Le 10 septembre 1918.
Cher Parent,
Deux mots très heureux d’avoir reçu de vos bonnes nouvelles tant qu’à moi il en est ainsi et je désire que vous soyez de même. Je vois que mon cousin Pencolé est en perme et moi je ne recevais plus de nouvelles de lui. Je lui ai écrit, il l’aura à sa rentrée, vous lui souhaiterez le bonjour de ma part comme ça il y a toujours quelques poilus au pays, pour moi je ne tarderai pas non plus je pense. Vous m’annoncez la mort de mon parrain il devait sûrement être malade auparavant pour s’en aller d’un seul coup comme cela et ma tante qui ne doit pas être bien forte et ma cousine qui est bonne à boire un bon coup et à faire la peau si l’occasion se présenterait enfin c’est triste tout de même pour le lapin que vous voulez tuer lorsque je serai avec vous, je veux bien, j’en mangerai bien une cuisse mais le vin chère mère, tu peux le boire car j’en bois tous les jours plus que toi.

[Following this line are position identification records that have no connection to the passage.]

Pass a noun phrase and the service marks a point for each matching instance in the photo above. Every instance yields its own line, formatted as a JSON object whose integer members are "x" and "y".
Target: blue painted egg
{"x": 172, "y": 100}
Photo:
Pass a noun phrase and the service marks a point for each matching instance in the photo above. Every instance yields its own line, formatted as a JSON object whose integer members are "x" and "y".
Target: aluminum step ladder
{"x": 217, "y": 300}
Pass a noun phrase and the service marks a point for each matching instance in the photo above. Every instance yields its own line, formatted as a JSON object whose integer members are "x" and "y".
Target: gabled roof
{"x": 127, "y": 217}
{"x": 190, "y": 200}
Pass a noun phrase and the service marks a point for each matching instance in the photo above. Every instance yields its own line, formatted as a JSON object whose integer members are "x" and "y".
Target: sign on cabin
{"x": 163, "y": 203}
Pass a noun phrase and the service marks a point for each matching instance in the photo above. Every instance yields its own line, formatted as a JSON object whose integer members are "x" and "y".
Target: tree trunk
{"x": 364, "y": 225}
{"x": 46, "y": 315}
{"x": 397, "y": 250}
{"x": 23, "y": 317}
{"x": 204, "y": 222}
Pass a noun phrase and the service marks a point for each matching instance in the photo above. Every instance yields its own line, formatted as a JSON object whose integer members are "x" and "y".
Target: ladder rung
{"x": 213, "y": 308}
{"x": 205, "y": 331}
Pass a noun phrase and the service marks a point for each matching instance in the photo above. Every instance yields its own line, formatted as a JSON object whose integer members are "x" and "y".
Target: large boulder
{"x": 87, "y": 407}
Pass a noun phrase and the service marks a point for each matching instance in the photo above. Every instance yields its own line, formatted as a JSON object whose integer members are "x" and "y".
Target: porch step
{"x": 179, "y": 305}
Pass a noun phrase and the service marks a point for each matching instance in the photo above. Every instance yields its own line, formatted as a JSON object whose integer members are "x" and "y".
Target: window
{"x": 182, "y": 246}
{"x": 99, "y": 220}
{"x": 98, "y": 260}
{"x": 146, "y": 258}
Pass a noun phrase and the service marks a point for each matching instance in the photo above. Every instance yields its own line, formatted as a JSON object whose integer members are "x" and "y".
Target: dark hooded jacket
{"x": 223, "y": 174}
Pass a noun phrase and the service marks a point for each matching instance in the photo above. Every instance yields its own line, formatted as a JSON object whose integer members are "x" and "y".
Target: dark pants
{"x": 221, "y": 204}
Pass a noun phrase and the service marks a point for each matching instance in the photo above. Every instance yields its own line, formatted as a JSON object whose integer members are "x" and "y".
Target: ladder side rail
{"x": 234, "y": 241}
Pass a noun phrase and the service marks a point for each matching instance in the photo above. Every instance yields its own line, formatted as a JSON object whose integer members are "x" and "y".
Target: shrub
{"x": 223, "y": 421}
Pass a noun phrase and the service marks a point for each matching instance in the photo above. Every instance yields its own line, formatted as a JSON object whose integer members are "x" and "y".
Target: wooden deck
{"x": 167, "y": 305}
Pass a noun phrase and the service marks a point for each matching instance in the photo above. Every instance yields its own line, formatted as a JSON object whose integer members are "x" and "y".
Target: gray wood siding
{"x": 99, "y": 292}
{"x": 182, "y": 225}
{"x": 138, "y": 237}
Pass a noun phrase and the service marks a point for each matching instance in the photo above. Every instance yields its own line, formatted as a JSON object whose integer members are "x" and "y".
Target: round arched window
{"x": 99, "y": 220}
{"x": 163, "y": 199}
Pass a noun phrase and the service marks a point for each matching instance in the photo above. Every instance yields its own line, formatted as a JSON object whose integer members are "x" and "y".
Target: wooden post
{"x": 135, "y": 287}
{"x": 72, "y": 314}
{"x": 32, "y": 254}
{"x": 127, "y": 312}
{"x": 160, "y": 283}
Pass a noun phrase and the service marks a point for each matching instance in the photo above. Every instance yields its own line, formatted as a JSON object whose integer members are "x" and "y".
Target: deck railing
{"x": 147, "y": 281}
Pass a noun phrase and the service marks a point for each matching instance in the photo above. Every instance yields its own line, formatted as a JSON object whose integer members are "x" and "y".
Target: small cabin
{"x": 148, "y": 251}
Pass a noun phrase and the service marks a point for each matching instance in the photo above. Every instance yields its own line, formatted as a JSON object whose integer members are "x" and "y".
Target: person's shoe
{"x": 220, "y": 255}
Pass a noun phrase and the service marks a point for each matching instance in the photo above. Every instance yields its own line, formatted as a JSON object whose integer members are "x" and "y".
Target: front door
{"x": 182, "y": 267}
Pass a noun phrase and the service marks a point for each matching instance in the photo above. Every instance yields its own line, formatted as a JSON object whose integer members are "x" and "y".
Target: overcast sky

J’ai un kilo de chocolat que j’ai acheté pour toi, je vas l’emporter sous peu, pour l’instant je n’e<ai pas besoin de rien comme je vous l’ai déjà dit dans ma dernière lettre et l’endroit où je suis, pour me faire de la bile jamais, ce serait à boire un bon coup ou en fumant une vieille pipe.
Rien de nouveau pour le moment, Pellan et Jouet se portent très bien et se joignent à moi pour vous souhaiter le bonjour. Je finis en pensant toujours à vous.